The reactive OOM path only fires after the store is already full. To avoid hitting that cliff, Ray also proactively spills objects before the store is full. NodeManager::SpillIfOverPrimaryObjectsThreshold checks whether the fraction of primary object bytes in the store exceeds object_spilling_threshold (default 0.8), and if so, calls SpillObjectUptoMaxThroughput().

This check is invoked from two places:

  1. Periodic timer (node_manager.cc): runs every free_objects_period_milliseconds (default 1000 ms). This is the steady-state proactive spilling path — even without any new object creation, the system periodically checks and spills if needed.

  2. Object sealed event (HandleObjectLocal): every time a new object is sealed in Plasma (via SealObjects), the add_object_callback_ posts HandleObjectLocal() to the Raylet main thread, which calls SpillIfOverPrimaryObjectsThreshold() at the end. This ensures that spilling reacts immediately when a large object pushes memory usage over the threshold, rather than waiting up to 1 second for the next periodic check.

Alternatives to Spilling#

Ray includes other mechanisms to handle memory pressure aside from spilling:

  1. Eviction (Secondary Copies): As mentioned above, Ray creates replicas of objects on other nodes when they are needed for tasks or ray.get. These secondary copies are evictable. When the object store is full, Ray deletes these copies (LRU) to free space before attempting to spill primary objects.

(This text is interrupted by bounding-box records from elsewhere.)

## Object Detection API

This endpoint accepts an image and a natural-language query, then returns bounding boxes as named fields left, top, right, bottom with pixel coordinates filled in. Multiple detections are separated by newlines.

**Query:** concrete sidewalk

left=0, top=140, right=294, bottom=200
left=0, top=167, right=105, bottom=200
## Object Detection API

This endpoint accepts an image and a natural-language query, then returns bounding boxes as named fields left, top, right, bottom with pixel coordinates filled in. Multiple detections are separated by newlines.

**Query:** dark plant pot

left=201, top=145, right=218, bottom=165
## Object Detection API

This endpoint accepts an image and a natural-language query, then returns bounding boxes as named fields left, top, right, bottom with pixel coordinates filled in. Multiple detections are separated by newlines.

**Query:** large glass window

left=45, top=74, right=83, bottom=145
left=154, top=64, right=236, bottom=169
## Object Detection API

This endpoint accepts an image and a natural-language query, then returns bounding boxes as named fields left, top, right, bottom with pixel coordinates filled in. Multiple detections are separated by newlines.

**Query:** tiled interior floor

  2. Fallback Allocation (Mmap): If spilling is too slow or the object store is fragmented, Ray may use fallback allocation. This occurs when a create request fails with OOM even after attempting to spill. The object is allocated directly on the filesystem (using mmap) rather than in the shared memory pool. This avoids application deadlock but offers lower performance than shared memory.

Object Pinning#

Before objects can be spilled, they must be pinned by the Raylet. Pinning ensures the Raylet holds a reference to the object so it is not prematurely evicted from the object store.

When the CoreWorker creates an object in Plasma, it sends a PinObjectIDs RPC to the Raylet. The Raylet’s HandlePinObjectIDs fetches the objects from Plasma and calls PinObjectsAndWaitForFree, which:

  1. Stores object metadata (owner address, generator ID, size) in local_objects_.

  2. Holds the std::unique_ptr<RayObject> in pinned_objects_, preventing Plasma eviction.

  3. Subscribes to eviction notifications via pub/sub: when the object owner says the object can be freed (or the owner process dies), ReleaseFreedObject() is called.

Every object tracked by LocalObjectManager is registered in local_objects_ (metadata map) and simultaneously in exactly one of three sub-maps, corresponding to its current state:

State

Sub-map

Meaning

Pinned

pinned_objects_

Object is held in shared memory, eligible for spilling

PendingSpill

objects_pending_spill_

Object has been handed to an IO worker, spill in progress

Spilled

spilled_objects_url_

Object has been written to external storage, in-memory copy released

When an object is deleted (freed by owner), it is removed from local_objects_ and its corresponding sub-map — it is no longer tracked by LocalObjectManager.

Object State Transitions

Spill Scheduling#

The LocalObjectManager orchestrates all spill operations.

Strategy: Optimistic Batching#

The core tension in spill scheduling is between latency and efficiency:

  • Spilling should start as soon as possible when memory is under pressure — delaying risks blocking object creation.

  • But fusing multiple objects into a single spill file amortizes I/O overhead (fewer syscalls, sequential writes), so larger batches are more efficient.

Ray resolves this with an optimistic batching strategy: spill immediately with whatever objects are available, but defer tiny batches when other spills are already in flight. The reasoning is:

  • In-flight spills will soon free memory, reducing the urgency.

  • Waiting gives time for more objects to accumulate, improving the next batch’s efficiency.

  • When no spills are in progress, even a small batch is dispatched immediately — there is nothing to wait for.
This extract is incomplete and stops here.